[libc] Add Multithreaded GPU Benchmarks #98964

jameshu15869 · 2024-07-15T21:19:25Z

This PR runs benchmarks on a 32 threads (A single warp on NVPTX) by default, adding the option for single threaded benchmarks. We can specify that a benchmark should be run on a single thread using the SINGLE_THREADED_BENCHMARK() macro.

I chose to use a flag here so that other options could be added in the future.

…aded benchmarks

llvmbot · 2024-07-15T21:19:57Z

@llvm/pr-subscribers-libc

Author: None (jameshu15869)

Changes

This PR runs benchmarks on a 32 threads (A single warp on NVPTX) by default, adding the option for single threaded benchmarks. We can specify that a benchmark should be run on a single thread using the SINGLE_THREADED_BENCHMARK() macro.

I chose to use a flag here so that other options could be added in the future.

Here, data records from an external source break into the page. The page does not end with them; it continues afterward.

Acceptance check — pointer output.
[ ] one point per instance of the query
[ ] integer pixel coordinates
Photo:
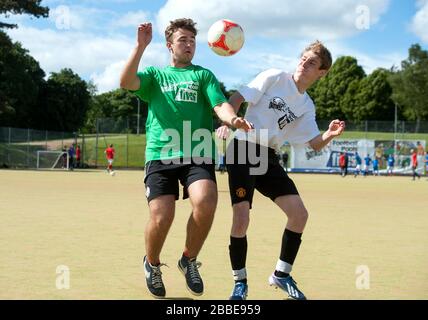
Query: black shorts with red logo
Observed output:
(274, 182)
(163, 179)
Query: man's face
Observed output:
(182, 46)
(308, 68)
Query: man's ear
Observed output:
(322, 73)
(169, 46)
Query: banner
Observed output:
(305, 159)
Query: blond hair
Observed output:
(183, 23)
(322, 52)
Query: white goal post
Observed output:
(53, 160)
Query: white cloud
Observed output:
(328, 19)
(419, 24)
(91, 56)
(132, 19)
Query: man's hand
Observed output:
(241, 123)
(223, 132)
(144, 34)
(336, 128)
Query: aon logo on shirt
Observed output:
(187, 95)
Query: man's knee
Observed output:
(241, 217)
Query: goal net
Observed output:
(53, 160)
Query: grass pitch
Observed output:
(94, 223)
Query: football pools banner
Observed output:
(305, 159)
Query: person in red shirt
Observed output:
(78, 154)
(110, 158)
(343, 164)
(415, 164)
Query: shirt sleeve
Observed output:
(146, 82)
(303, 129)
(212, 90)
(259, 85)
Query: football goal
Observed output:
(53, 160)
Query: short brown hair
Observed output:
(183, 23)
(321, 51)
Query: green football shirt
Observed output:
(179, 122)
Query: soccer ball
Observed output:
(225, 37)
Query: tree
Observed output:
(117, 104)
(333, 94)
(31, 7)
(410, 85)
(373, 100)
(65, 101)
(21, 81)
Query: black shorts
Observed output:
(162, 179)
(273, 183)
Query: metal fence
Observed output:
(18, 147)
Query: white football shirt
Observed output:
(274, 103)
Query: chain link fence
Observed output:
(18, 147)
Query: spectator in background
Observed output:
(390, 167)
(421, 150)
(284, 159)
(375, 166)
(78, 154)
(64, 157)
(414, 164)
(367, 163)
(342, 164)
(379, 154)
(358, 164)
(109, 152)
(426, 163)
(71, 155)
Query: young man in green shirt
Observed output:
(181, 97)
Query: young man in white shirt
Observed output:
(278, 102)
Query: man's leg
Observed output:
(203, 197)
(161, 216)
(238, 249)
(162, 210)
(297, 215)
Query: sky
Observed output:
(95, 37)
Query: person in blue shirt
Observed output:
(358, 162)
(367, 163)
(426, 162)
(390, 166)
(375, 167)
(71, 153)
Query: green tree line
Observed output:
(65, 102)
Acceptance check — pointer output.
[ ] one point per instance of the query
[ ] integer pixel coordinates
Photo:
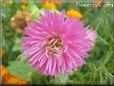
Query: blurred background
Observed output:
(17, 14)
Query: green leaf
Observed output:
(20, 69)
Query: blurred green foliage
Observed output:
(100, 66)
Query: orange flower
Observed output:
(49, 4)
(7, 78)
(2, 52)
(97, 3)
(20, 20)
(74, 14)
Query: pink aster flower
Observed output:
(55, 44)
(92, 35)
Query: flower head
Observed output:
(20, 20)
(55, 45)
(74, 14)
(49, 4)
(2, 52)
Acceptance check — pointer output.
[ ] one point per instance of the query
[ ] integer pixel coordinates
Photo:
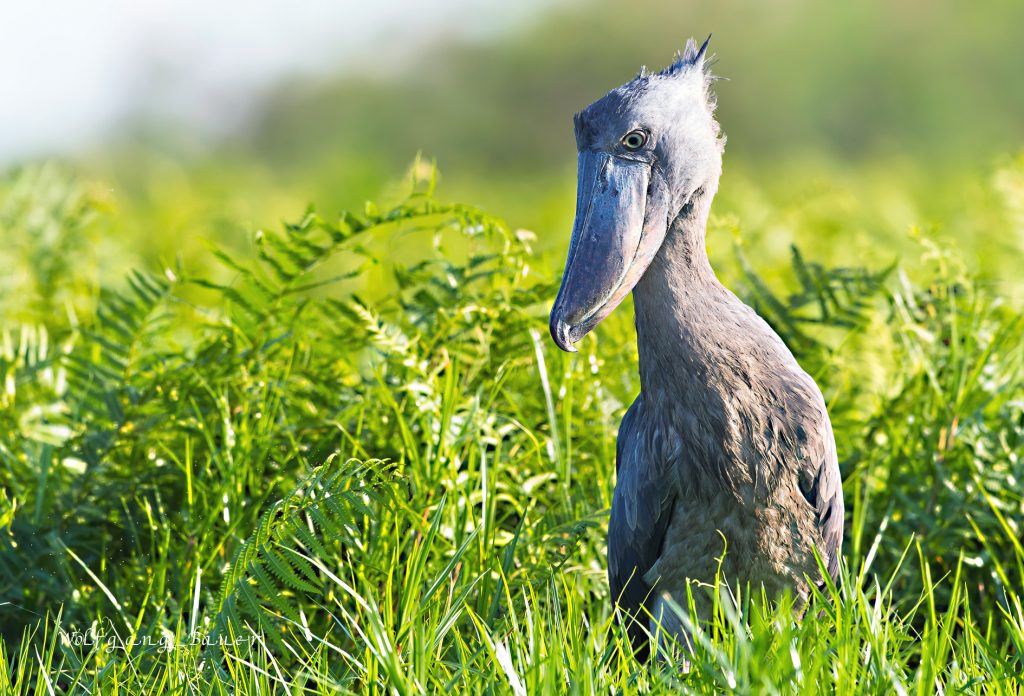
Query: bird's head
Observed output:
(644, 148)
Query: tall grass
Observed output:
(336, 471)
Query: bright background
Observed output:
(206, 121)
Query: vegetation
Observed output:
(349, 459)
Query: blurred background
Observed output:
(851, 127)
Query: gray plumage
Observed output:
(729, 442)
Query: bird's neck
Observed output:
(676, 302)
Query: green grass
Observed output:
(352, 462)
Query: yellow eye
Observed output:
(635, 139)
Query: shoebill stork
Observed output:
(728, 444)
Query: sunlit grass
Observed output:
(272, 484)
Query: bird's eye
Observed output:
(634, 139)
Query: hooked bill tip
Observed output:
(561, 335)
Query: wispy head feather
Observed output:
(690, 57)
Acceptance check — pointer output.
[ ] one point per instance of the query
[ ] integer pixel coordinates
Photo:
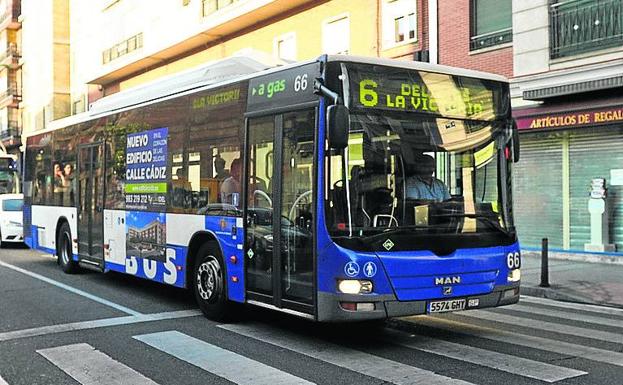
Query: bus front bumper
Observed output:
(350, 307)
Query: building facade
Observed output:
(564, 59)
(567, 87)
(137, 47)
(46, 62)
(10, 75)
(77, 52)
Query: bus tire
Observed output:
(64, 251)
(210, 283)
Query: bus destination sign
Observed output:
(423, 92)
(293, 86)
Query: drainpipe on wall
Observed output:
(433, 37)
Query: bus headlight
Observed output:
(514, 275)
(354, 286)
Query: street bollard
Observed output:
(544, 264)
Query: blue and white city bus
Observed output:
(390, 180)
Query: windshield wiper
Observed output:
(486, 219)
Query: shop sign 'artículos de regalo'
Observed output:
(573, 119)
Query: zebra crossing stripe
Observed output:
(357, 361)
(533, 342)
(100, 323)
(223, 363)
(567, 315)
(572, 306)
(504, 362)
(543, 325)
(89, 366)
(71, 289)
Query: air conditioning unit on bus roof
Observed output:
(205, 75)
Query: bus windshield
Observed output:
(443, 170)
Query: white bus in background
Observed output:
(11, 200)
(9, 175)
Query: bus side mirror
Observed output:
(338, 123)
(515, 136)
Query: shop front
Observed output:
(569, 153)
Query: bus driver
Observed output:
(423, 185)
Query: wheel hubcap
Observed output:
(209, 280)
(65, 249)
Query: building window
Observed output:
(336, 36)
(133, 43)
(284, 47)
(210, 6)
(491, 23)
(399, 22)
(578, 27)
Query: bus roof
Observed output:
(419, 66)
(229, 70)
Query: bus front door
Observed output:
(91, 204)
(278, 219)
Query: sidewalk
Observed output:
(574, 280)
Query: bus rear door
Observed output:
(91, 204)
(279, 211)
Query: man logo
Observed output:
(447, 280)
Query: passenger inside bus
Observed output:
(230, 188)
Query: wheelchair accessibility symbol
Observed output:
(351, 269)
(369, 269)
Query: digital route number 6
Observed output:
(513, 261)
(300, 83)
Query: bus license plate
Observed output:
(443, 306)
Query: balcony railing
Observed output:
(12, 11)
(11, 91)
(580, 26)
(11, 52)
(491, 39)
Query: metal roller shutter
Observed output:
(537, 187)
(592, 154)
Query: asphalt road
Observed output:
(95, 329)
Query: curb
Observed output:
(577, 257)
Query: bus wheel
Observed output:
(64, 250)
(209, 282)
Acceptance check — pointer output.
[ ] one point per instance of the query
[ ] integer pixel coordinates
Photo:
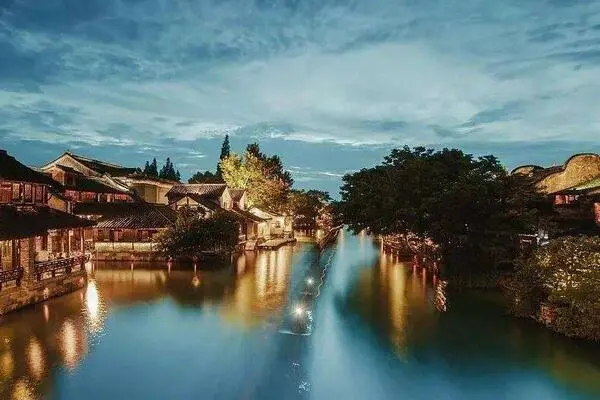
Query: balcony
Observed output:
(61, 266)
(135, 247)
(11, 275)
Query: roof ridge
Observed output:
(95, 160)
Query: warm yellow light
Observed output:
(299, 311)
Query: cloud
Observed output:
(372, 74)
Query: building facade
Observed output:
(41, 247)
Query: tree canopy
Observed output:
(192, 234)
(468, 206)
(263, 177)
(168, 171)
(311, 209)
(205, 177)
(151, 168)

Full diff: https://github.com/llvm/llvm-project/pull/98964.diff

4 Files Affected:

(modified) libc/benchmarks/gpu/CMakeLists.txt (+6)
(modified) libc/benchmarks/gpu/LibcGpuBenchmark.cpp (+4-2)
(modified) libc/benchmarks/gpu/LibcGpuBenchmark.h (+11-3)
(modified) libc/benchmarks/gpu/src/ctype/isalnum_benchmark.cpp (+2)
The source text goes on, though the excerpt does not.